Well, this will be the last Music Musings column before Christmas and what better topic than Christmas songs. I was creating my Christmas playlist on the iPod the other day and realized that I have a large number of Christmas songs that run the gamut from classical/traditional to modern. The list below (in no particular order other than my random thoughts) includes individual songs, albums, shows, etc.  For what it is worth, here you go:

  • Merry Christmas Alabama (Jimmy Buffett) – While this song includes the word “Alabama,” it is still one of my favorite songs and is on his Christmas album – Christmas Island. Jimmy basically chronicles “…all the places, and faces” that he has lived and known through the years. Ironically, JB’s birthday is on Christmas Day.
  • Guitar Christmas (Steve Wariner) – This instrumental album is a hidden gem. Have a party going on & need some Christmas music in the background? Then this is your choice. Steve displays his Certified Guitar Player designation on Christmas favorites.
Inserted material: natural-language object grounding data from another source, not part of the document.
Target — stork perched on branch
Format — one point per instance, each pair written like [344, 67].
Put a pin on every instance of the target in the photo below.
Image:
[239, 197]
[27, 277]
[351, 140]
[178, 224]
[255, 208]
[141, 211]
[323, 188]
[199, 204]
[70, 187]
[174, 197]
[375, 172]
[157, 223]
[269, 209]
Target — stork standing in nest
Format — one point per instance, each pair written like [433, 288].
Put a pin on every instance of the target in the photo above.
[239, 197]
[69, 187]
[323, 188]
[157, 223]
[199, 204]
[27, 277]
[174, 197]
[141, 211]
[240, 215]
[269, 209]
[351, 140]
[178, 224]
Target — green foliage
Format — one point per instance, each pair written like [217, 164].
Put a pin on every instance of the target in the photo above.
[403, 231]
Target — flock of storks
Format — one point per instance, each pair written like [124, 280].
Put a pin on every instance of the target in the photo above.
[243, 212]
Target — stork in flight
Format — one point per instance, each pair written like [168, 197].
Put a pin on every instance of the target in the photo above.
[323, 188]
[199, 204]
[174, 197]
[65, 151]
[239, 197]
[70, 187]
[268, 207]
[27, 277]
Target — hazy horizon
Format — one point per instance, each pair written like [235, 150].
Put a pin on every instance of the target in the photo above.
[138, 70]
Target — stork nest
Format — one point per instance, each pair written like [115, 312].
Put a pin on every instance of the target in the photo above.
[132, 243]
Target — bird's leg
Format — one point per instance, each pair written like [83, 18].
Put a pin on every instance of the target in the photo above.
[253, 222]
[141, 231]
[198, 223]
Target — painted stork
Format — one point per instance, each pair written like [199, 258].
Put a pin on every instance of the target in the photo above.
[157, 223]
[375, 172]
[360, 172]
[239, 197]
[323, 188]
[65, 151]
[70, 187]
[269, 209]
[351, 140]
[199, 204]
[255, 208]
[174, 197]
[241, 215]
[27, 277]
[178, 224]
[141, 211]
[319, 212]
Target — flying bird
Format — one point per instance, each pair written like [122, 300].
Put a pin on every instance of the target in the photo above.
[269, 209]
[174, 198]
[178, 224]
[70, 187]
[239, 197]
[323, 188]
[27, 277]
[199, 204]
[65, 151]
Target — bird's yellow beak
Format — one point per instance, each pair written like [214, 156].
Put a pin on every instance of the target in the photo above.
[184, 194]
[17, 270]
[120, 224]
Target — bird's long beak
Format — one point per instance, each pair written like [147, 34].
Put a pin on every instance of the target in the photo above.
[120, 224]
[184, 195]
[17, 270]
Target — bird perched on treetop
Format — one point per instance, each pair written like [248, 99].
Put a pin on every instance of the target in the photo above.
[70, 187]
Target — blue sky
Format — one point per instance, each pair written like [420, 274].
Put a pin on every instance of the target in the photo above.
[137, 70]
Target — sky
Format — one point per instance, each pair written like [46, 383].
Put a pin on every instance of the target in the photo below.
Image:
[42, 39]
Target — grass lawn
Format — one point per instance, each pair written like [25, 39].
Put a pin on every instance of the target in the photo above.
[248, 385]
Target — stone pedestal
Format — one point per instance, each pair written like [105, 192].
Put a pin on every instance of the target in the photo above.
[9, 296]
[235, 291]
As with Buffett, Steve has a Christmas birthday.
  • A Baby Changes Everything (Faith Hill) – Yes, I have a Faith Hill Christmas album loaded in my iPod. Actually, it is my wife’s CD. This single talks about Mary and “How A Baby Changes Everything.”  Of course, Faith could sing the phone book and it would sound great. Both song and rendition are great on this one.
  • Lost Christmas Eve (Trans Siberian Orchestra) – The TSO fuses rock music with orchestra instruments. Their take on some classic Christmas songs and their original songs are over the top. The musicians in TSO are uber-talented and their stage show rivals any rock show that I have seen.
  • Hallelujah Chorus (from Handel’s Messiah) – This classical piece always gives me goose bumps, whether I am listening to it or singing it. I have the opportunity to sing with a choir and when we do this, it is special. I also love the tradition of standing whenever this is played or sung.
  • A Very Special Christmas – Volume I (Various) – Originally released in 1987 as a fundraiser for Special Olympics, this album featured various popular artists singing traditional as well as original Christmas songs. It runs the gamut from Run D.M.C.’s Christmas in Hollis to Stevie Nicks’ Silent Night. While there have been numerous others and approximately $100 million has been raised for Special Olympics, this one still holds a special place that none of the sequels do. 
  • White Trash Christmas (Zach Tison) – If you can find this, go get it now. Heard this originally on the Rick & Bubba radio show years ago.  It is a catchy tune which talks about buying Grandpa a “carton of cigarettes,” “Momma’s the Queen of One-Stop Shopping,” “take shelter under the double-wide,” and a cousin who likes to hold his sister. If there ever was a theme song for Cousin Eddie from Christmas Vacation, this is it.
  • O Holy Night (Martina McBride) – A former radio personality in Nashville once described Martina as “two lungs and a larynx.”  If anyone can do this traditional hymn justice, it is Martina.

As you can see, my list is varied. Our individual moods vary, so why can’t our music?  So as I put the iPod on shuffle, I wish you a very Merry Christmas.